In other domestic supply-chain jobs, the reasons for the scarcity of ready-and-willing workers are pretty glaring. Food packing and processing rely disproportionately on poor visiting workers or immigrants already in the U.S., whose communities have borne the brunt of some of the pandemic’s most catastrophic outcomes. Industrial meatpackers, for example, are having a tough time hiring right now, which might be affecting what you can buy at the grocery store.
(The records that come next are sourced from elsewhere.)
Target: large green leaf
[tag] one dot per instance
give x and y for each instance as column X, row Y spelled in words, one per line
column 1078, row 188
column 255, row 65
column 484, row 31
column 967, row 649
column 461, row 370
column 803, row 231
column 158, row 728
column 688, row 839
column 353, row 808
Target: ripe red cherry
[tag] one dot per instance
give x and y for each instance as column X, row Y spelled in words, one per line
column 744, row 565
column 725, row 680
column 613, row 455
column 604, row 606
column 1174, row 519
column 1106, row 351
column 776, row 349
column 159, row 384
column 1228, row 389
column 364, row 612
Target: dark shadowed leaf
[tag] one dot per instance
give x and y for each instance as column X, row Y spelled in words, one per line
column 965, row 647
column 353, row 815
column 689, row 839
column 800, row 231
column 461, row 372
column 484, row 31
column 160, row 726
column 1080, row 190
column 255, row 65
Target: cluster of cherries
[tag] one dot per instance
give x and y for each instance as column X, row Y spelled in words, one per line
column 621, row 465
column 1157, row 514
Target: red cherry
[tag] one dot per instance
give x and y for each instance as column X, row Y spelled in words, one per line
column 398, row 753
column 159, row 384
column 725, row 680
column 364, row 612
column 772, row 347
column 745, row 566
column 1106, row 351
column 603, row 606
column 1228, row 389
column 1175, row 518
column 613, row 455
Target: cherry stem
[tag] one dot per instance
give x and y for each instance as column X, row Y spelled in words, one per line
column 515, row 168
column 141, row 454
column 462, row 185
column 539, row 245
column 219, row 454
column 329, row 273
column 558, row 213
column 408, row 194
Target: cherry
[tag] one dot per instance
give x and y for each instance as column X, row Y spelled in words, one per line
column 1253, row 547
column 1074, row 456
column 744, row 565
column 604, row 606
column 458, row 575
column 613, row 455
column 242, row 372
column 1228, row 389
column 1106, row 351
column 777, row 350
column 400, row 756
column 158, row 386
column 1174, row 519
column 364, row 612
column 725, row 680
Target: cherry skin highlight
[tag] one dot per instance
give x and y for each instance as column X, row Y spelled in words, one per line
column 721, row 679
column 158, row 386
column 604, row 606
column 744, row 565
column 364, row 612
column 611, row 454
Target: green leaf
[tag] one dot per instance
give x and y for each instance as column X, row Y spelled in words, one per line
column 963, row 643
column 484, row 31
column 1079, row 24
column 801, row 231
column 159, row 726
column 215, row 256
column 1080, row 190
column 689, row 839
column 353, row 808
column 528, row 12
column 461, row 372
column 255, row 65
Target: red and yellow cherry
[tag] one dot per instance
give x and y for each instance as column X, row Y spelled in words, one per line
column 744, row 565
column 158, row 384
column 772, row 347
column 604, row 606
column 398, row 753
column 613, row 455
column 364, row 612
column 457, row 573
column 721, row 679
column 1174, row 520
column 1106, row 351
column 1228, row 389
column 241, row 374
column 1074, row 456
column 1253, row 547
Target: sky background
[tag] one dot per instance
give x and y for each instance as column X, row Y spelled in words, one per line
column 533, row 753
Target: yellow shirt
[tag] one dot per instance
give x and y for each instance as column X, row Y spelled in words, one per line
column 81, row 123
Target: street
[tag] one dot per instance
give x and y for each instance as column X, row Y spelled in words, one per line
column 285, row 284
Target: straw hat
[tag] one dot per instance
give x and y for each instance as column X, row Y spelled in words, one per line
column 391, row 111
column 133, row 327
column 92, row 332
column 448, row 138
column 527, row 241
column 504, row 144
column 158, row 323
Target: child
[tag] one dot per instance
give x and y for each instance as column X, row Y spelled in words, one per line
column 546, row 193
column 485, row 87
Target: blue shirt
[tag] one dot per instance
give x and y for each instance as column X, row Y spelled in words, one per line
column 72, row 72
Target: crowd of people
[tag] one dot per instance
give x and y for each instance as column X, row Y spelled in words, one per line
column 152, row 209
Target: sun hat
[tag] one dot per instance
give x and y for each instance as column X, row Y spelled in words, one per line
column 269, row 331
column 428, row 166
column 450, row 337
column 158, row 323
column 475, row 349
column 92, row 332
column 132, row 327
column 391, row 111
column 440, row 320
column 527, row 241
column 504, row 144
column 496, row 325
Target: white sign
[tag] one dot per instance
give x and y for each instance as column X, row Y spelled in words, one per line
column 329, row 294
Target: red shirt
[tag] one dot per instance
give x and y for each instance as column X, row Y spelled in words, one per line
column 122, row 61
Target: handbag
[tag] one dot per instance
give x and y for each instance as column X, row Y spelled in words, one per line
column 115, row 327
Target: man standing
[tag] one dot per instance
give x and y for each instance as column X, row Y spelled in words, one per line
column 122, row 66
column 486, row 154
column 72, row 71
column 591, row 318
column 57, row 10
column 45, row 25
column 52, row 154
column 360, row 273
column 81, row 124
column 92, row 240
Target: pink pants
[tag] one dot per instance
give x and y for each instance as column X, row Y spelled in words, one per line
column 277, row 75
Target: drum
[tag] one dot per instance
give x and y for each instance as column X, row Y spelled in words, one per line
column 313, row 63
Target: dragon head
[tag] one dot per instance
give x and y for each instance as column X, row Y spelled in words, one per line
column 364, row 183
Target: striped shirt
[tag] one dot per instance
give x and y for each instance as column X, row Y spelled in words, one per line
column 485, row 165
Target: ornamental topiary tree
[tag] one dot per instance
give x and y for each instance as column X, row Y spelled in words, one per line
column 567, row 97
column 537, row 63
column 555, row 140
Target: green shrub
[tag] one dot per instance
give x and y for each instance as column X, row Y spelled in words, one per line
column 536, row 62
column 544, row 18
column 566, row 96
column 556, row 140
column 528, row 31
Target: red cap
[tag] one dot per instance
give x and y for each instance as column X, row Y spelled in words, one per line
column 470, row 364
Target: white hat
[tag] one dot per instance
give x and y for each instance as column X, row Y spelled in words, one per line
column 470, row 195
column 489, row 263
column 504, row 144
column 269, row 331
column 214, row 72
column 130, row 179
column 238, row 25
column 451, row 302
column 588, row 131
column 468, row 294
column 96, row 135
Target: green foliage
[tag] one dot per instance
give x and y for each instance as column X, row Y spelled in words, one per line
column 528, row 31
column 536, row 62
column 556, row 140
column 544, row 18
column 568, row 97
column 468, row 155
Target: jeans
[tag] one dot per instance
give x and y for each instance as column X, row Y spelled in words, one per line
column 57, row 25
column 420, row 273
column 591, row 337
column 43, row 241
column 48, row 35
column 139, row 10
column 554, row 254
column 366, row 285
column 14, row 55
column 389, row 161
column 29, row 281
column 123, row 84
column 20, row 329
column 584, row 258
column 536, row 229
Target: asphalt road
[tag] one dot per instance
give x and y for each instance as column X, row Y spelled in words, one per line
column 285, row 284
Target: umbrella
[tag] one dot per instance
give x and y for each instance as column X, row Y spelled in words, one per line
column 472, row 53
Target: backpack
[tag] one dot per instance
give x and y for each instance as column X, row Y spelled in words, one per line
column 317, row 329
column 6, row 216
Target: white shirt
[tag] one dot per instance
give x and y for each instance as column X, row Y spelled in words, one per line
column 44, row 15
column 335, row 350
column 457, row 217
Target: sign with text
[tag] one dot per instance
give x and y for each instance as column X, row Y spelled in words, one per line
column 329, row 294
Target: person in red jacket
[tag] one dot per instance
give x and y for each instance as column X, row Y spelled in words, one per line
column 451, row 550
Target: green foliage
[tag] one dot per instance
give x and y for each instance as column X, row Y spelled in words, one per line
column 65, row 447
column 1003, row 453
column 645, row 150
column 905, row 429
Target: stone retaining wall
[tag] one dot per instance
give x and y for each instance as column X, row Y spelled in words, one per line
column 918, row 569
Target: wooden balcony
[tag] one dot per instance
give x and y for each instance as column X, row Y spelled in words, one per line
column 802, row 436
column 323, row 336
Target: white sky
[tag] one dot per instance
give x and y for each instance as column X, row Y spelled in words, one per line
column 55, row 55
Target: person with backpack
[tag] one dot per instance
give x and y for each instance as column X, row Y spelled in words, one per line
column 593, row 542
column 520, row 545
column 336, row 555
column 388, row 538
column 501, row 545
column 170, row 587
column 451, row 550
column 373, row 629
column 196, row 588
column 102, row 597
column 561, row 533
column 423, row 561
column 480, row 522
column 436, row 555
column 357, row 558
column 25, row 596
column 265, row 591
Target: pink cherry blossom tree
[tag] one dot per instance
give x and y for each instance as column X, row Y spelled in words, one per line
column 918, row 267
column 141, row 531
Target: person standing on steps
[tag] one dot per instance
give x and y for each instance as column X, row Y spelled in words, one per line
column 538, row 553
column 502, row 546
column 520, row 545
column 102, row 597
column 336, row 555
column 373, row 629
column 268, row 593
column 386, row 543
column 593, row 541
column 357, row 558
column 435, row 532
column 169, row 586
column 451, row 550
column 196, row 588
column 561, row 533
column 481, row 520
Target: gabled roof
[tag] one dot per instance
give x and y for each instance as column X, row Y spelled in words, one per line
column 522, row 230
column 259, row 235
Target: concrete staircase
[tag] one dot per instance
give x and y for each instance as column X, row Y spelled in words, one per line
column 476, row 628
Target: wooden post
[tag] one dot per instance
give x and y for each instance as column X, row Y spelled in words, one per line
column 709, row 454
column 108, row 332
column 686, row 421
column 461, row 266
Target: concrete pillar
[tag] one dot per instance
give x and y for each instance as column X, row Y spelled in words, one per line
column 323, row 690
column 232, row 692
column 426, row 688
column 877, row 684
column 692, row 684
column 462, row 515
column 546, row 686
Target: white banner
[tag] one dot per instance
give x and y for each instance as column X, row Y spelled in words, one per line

This type of work was brutal and dangerous before the pandemic, and when the coronavirus hit, some meatpacking plants in the Midwest and Southeast had outbreaks so intense that they briefly drove spikes in statewide infection data all by themselves. Tens of thousands of people were infected, and hundreds of workers died—numbers that don’t include those who were infected or killed because they lived with people who worked in these kinds of facilities. At one Iowa pork plant, Tyson Foods fired seven managers who were accused of participating in a gambling ring to bet on how many of their employees would catch COVID-19. If the meatpacking industry has suddenly realized that fewer people are available to operate its plants than were available before the pandemic, perhaps that’s because many of them have died or been permanently disabled by COVID-19, and those who might replace them don’t want to meet the same fate.
If you get frustrated by your lack of choices at the grocery store or see a little warning about shipping delays at the top of a website and are told that “the supply chain” is at fault, it’s easy to imagine those problems as empty warehouses or idle factories or backed-up container ships or depleted fleets of semitrucks—problems concerning industrial machinery incongruous to the scale of human life and fundamentally disconnected from how you live yours. That’s why the results of these kinds of disruptions can feel so random. But this understanding of the problem is also a little too convenient for consumer-facing companies, which often go to great lengths to ensure that no one in the general public thinks too hard about what any of this means, or why it happens. They want shopping to be fun, to be a relief, to be something that feels as though it solves problems, instead of being a problem itself.
Both at home and abroad, labor is the ghost in the machine. The supply chain is really just people, running sewing machines or loading pallets or picking tomatoes or driving trucks. Sometimes, it’s people in the workforce bubbles of foreign factories, eating and sleeping where they work, so companies can keep manufacturing sneakers through a Delta outbreak. The pandemic has tied the supply chain in knots because it represents an existential threat to the lives of the humans who toil in it. The fact that Americans now can safely go on vacation does not mean that people half a world away can safely make new bathing suits for them. The normalcy sought by consumers was created by all of this hidden work, and that normalcy has always been threatened by dangerous working conditions. No one can expect things to go smoothly until everyone is protected.